Traditional unions were powerful and effective during a time when big companies needed solid life-long workers to operate the machinery of production.  Today, as the result of technological change, production is increasingly mechanized and almost entirely globalized.  Big companies — which themselves are prone to suddenly being absorbed (or prone toward collapsing) into even bigger conglomerates — no longer require the services of life long workers.  Rather they close down production facilities here and open them up there.  Resultantly, when they do require a few workers here, they have a ready pool of willing, desperate laborers who are happy just to get a job… any job.  These workers would never dream of forming or joining a union.  After all, it’s widely understood that every job is temporary and every worker is replaceable.  (Indeed, in the mid-90s, President Clinton was fond of telling us that contemporary people would have to “change jobs seven or eight times during their lifetimes.”  His laughable solution was worker-retraining programs to help us compete with each other in the marketplace.)

So if today’s situation requires some unity amongst wage earners (and former wage earners), what is to be done?
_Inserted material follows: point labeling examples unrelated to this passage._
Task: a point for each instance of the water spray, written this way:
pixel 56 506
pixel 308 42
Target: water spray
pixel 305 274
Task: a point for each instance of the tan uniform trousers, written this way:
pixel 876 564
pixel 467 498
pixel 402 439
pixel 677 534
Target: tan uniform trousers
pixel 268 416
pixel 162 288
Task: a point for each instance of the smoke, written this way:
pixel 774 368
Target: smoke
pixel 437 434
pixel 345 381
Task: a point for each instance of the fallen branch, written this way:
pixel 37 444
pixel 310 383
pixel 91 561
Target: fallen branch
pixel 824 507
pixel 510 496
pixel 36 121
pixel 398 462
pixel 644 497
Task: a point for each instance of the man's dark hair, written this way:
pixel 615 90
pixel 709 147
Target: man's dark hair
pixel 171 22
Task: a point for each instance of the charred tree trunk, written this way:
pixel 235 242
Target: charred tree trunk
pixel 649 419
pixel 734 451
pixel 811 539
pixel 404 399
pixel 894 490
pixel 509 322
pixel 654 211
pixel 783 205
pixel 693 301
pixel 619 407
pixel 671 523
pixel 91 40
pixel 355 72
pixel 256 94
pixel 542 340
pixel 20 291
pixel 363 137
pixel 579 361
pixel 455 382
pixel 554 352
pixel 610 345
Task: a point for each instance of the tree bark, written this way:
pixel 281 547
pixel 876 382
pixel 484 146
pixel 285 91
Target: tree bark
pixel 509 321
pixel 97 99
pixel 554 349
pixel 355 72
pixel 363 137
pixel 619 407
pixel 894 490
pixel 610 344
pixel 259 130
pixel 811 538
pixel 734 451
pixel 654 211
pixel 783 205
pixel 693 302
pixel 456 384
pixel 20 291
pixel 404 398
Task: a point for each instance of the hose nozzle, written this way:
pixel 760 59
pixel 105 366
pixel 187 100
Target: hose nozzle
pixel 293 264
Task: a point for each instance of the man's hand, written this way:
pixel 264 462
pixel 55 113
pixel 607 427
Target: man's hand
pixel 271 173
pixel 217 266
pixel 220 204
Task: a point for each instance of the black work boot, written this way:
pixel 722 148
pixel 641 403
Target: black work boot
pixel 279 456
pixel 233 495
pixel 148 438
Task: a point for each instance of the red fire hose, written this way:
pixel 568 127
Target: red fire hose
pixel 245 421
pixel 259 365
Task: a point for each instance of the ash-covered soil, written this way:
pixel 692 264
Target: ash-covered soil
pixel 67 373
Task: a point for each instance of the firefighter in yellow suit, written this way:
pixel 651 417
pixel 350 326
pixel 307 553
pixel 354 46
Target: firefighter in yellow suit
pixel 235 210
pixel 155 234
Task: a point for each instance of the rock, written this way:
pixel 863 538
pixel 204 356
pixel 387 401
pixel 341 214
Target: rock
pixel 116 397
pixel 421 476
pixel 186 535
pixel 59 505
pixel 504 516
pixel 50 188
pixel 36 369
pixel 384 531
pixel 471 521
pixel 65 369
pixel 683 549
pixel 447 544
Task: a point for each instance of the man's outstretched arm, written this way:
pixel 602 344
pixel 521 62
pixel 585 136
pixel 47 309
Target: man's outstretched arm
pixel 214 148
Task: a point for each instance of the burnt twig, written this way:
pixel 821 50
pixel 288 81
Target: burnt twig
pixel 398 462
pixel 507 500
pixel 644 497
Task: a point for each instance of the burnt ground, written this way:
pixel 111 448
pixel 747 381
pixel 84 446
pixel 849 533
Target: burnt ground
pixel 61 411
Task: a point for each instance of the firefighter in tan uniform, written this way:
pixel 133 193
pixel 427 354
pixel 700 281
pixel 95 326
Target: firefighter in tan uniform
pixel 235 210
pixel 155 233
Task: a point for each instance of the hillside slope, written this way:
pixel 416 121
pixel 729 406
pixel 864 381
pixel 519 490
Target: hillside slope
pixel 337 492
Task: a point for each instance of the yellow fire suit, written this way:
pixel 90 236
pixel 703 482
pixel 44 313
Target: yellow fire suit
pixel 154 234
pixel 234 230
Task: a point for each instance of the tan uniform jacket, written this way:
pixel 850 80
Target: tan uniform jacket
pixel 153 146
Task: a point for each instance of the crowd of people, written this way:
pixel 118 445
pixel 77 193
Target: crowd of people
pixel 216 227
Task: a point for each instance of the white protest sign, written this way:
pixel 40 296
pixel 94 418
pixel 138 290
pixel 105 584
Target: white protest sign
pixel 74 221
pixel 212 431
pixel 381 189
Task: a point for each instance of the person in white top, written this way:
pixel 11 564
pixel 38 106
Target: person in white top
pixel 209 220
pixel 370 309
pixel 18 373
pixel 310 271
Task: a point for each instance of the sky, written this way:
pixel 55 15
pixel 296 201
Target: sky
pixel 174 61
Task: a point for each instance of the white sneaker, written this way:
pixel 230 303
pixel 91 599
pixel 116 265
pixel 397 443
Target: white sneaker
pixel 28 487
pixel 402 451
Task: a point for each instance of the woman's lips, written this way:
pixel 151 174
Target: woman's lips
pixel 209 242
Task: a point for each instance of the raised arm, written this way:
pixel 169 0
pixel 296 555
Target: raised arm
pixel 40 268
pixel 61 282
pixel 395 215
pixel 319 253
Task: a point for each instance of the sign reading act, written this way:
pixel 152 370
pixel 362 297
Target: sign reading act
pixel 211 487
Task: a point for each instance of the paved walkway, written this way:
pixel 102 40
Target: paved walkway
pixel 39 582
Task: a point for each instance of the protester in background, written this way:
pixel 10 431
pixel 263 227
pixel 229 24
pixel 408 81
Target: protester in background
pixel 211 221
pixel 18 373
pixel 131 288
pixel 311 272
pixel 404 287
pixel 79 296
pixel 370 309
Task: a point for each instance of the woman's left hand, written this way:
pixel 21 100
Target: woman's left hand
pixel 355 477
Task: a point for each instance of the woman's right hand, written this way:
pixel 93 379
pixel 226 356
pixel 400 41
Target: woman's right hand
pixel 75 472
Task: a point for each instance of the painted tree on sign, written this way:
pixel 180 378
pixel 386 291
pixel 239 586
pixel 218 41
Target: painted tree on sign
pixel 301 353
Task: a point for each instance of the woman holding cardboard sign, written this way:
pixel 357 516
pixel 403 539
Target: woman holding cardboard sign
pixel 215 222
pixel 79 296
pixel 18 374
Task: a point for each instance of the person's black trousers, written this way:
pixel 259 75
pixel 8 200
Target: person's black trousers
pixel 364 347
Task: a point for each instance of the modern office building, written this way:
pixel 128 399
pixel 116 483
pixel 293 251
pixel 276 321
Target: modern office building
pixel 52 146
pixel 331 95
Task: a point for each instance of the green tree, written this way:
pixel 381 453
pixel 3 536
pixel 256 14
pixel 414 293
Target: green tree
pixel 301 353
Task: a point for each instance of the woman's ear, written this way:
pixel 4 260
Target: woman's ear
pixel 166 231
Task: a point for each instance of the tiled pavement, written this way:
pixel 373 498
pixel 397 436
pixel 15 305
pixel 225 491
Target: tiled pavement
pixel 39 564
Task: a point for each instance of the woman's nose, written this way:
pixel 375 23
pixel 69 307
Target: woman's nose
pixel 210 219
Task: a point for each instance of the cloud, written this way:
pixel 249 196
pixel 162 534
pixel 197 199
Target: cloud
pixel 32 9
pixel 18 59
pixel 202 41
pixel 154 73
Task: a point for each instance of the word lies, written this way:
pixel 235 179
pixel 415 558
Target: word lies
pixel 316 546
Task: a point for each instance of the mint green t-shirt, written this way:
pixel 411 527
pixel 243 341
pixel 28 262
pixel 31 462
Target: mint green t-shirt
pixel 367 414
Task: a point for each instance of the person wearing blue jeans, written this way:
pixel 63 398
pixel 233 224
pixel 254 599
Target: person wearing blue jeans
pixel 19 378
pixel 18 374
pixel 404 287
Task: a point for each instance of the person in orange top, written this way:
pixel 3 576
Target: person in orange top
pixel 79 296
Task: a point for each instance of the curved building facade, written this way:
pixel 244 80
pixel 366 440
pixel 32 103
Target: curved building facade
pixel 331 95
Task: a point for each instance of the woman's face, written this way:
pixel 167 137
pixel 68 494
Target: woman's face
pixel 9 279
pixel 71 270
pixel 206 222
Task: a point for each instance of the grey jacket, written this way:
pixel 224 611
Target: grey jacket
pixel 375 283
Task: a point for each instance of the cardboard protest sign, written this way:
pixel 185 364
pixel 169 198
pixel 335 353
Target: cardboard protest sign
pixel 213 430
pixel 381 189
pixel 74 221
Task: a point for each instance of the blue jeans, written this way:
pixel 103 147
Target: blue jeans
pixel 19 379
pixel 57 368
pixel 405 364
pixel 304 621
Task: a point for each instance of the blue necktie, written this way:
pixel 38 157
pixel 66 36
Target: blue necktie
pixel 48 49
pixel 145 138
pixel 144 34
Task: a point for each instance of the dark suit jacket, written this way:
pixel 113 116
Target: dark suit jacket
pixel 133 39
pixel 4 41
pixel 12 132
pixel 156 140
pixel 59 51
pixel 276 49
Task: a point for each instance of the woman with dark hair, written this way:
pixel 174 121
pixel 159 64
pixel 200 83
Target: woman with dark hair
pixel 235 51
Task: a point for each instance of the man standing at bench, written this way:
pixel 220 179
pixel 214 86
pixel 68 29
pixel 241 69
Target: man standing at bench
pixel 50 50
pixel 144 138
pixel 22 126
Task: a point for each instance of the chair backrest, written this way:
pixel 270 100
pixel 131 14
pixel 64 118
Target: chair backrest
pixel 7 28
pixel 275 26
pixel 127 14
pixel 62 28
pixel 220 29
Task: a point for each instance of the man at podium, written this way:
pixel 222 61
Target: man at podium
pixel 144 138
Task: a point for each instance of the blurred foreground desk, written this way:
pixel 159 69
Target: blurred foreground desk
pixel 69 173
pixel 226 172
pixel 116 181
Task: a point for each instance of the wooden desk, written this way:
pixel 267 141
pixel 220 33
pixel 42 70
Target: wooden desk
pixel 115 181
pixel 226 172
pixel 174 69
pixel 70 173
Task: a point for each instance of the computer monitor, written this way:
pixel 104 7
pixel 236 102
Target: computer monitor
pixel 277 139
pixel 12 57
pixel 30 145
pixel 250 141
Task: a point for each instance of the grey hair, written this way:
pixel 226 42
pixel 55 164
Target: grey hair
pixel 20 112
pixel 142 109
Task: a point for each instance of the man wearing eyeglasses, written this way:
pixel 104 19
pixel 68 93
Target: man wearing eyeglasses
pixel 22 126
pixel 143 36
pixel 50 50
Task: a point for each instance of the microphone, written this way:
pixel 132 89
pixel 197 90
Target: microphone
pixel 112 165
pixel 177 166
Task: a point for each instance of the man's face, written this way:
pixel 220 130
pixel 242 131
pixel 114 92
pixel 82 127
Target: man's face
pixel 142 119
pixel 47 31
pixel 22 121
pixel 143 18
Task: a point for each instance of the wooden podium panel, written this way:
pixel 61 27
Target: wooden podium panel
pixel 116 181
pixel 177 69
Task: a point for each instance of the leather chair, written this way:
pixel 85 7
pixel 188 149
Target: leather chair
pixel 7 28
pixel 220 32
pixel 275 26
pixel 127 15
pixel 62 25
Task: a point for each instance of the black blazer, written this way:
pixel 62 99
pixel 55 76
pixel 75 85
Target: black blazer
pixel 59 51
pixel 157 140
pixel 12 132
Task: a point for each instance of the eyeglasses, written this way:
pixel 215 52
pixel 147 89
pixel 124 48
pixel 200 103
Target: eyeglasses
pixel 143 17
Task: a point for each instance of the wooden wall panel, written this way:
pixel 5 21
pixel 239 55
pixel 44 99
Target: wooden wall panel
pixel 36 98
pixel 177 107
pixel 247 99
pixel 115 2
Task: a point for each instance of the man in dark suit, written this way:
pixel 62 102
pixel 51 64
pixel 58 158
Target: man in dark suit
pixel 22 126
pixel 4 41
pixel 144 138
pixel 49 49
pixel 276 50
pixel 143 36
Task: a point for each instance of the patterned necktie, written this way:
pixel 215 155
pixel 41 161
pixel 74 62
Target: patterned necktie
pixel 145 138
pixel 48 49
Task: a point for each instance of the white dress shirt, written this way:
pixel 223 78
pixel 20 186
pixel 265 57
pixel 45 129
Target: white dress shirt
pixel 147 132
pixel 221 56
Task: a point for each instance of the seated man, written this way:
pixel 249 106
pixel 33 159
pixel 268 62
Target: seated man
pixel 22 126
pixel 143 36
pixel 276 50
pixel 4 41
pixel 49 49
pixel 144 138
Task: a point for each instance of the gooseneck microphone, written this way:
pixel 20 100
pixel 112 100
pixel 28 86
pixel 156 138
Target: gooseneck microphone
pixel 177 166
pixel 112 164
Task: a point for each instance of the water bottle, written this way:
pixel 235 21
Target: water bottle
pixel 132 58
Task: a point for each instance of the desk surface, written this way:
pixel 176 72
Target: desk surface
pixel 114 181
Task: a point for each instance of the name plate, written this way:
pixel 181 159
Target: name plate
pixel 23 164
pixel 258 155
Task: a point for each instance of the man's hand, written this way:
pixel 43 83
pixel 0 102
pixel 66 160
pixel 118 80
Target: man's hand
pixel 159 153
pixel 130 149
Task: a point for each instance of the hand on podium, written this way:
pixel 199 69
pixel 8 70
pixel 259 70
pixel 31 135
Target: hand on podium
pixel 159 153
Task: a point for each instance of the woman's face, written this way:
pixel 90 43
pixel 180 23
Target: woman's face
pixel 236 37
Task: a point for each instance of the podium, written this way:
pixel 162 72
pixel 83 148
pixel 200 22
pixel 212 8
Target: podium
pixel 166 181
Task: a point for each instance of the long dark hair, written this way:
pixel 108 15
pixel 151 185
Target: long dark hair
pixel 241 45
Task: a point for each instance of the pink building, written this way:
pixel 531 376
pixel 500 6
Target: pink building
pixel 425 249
Perhaps what is needed is a National/International Union.  Anybody who believes in decent wages and benefits for working people can join (including the many wealthy people, among them business owners, who share these values) and you needn’t be employed at the moment to participate.

How this National/International Union would bring about political and economic change is a subject for debate and discussion among those who would join.  My purpose here is to toss out an idea to people who understand that unionism has been a necessary countervailing force against market opportunism in the past, but that it needs to be reconstituted and recreated on a much greater and more complex scale now.  And in this increasingly linked up world, what better way is there to do this than to create a national and international network… a new national and international union that uses contemporary means of communicating and unifying and that is not dependent on the permanence of jobs and companies and institutions in this rapidly changing and increasingly uncertain world.

Of course, in the USA, there is the problem of illusion. Average citizens have been encouraged to view themselves as “free agents,” working and negotiating their way through the complexities of rapid economic changes in competition with one another.  A hyperactive and distracting celebrity culture has further pushed public consciousness towards this notion of each individual as an isolated economic player by offering up the illusion that anyone can be rich. The post-2008 reality of diminishing opportunities has yet to sink in and, even if it does, fantasy has a deep and compelling grip.